Le CSV, le LSAP et les syndicats souhaitent faire de la fiscalité un thème de campagne électorale. Non pas comme moyen de financement, mais comme outil de redistribution. Plus précisément : la redistribution des revenus, et non celle des fortunes. Ils s’inquiètent pour la cohésion sociale. Ils mettent en garde contre un creusement des écarts de revenus.

La redistribution opérée par l’État fiscal et social intervient toujours trop tard. Il s’agit d’une redistribution secondaire. Elle intervient a posteriori, une fois que la redistribution primaire a été décidée.

Pour subvenir à leurs besoins, neuf personnes sur dix travaillent contre un salaire. La masse salariale est déterminée lors de la répartition primaire. Ensuite, lors de la répartition secondaire, les revenus disponibles des salariés peuvent être légèrement réduits ou augmentés par le biais des impôts et des prestations sociales – c’est ce qu’on appelle la redistribution.

Les prévisions économiques de Statec permettent d’entrevoir le résultat de la répartition primaire. La semaine dernière, l’organisme a publié ses « Projections à moyen terme 2023-2027 », destinées au programme de stabilité qui doit être soumis à la Commission européenne.

Selon ces prévisions, la hausse des coûts salariaux moyens des entreprises devrait passer de 5,9 % cette année à 5,1 % l’année prochaine. D’ici 2027, elle devrait ralentir pour s’établir à 2,2 % par an. À partir de l’année prochaine, ce taux serait inférieur à la croissance du produit intérieur brut.

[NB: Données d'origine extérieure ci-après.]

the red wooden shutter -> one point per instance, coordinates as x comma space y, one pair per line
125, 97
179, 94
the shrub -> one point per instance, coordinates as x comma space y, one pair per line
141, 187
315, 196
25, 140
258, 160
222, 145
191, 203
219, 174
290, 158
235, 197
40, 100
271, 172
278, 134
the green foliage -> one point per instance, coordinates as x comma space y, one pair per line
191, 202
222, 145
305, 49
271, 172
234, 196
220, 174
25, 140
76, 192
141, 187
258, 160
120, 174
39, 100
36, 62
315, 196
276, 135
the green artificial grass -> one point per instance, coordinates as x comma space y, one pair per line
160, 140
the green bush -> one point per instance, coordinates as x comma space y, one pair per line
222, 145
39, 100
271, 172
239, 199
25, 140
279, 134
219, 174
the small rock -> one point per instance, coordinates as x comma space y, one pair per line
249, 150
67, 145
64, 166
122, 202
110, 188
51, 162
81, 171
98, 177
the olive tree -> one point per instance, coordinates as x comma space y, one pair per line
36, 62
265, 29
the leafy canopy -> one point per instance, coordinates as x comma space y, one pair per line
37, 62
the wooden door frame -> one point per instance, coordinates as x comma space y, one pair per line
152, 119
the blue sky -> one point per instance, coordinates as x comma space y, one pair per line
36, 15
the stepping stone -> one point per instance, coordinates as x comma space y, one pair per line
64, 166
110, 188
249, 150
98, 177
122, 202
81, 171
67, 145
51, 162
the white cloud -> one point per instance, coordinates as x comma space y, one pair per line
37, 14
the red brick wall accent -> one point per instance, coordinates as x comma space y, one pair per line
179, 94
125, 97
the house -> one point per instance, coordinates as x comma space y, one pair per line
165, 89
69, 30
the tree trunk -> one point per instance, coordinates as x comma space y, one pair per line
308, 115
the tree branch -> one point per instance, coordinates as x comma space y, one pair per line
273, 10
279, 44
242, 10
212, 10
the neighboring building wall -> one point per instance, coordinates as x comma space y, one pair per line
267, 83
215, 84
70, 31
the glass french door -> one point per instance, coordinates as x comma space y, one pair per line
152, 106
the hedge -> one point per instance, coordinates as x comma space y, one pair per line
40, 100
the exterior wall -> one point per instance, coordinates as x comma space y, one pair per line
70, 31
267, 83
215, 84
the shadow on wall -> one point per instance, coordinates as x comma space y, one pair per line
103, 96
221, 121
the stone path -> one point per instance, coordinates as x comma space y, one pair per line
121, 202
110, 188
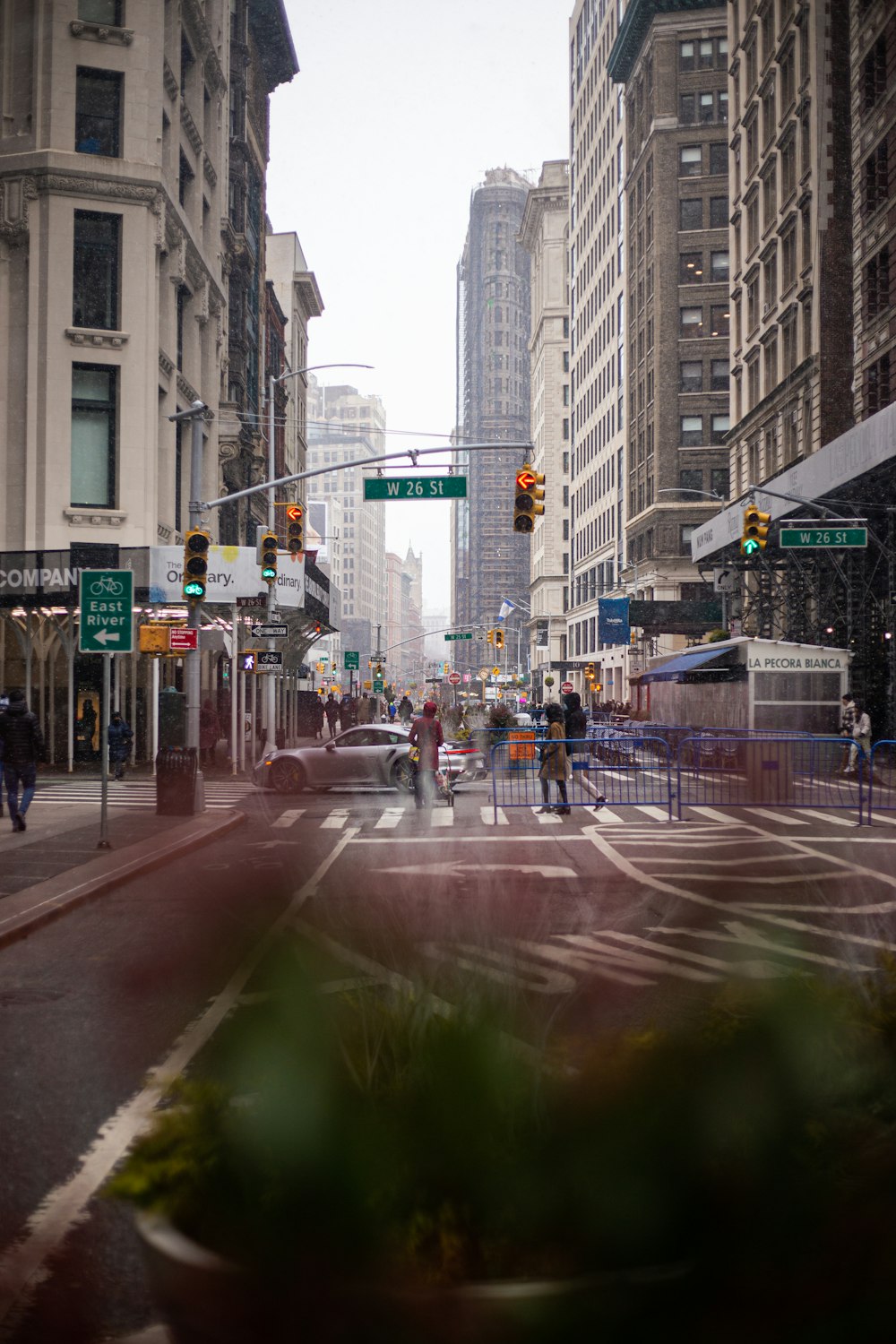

Le revenu réel disponible par salarié devrait augmenter de 1,5 % cette année. Il devrait reculer de 1,6 % l’année prochaine, puis augmenter de 0,3 % entre 2025 et 2027, ce qui revient à une stagnation. Et ce, malgré les allocations familiales, les compléments de salaire liés à l’inflation et autres aides. Alors que la croissance économique, corrigée de l’inflation, s’élève à environ 3 % par an. Ceux qui contribuent à cette croissance économique n’en tirent que peu de bénéfices.

Il va de soi que la répartition primaire ne s’opère pas entre les salaires et le produit intérieur brut, mais entre le capital variable et la plus-value : entre les salaires et le profit, y compris les intérêts et les rentes foncières. Or, l’évolution des profits ne figure pas parmi les « [p]rincipaux agrégats macroéconomiques ».

La répartition primaire est partout accueillie avec silence et respect. Elle relève de la sphère intime des entrepreneurs, tout comme la propriété privée des usines et des bureaux, le pouvoir économique et le pouvoir de décision.

Dans cette sphère intime protégée par les portes des usines et des bureaux, la valeur ajoutée de la production est répartie entre la masse salariale et le profit. Une fois la part du profit assurée, les responsables politiques, les statisticiens et les éditorialistes se creusent la tête pour trouver comment redistribuer le montant restant : par le biais des impôts et des prestations sociales.

La répartition n’est pas un sujet de campagne électorale. Même si les rapports salariaux et la gestion des biens déterminent la vie des gens, comme s’il s’agissait de leur nature même. Les élections ne doivent porter que sur la redistribution.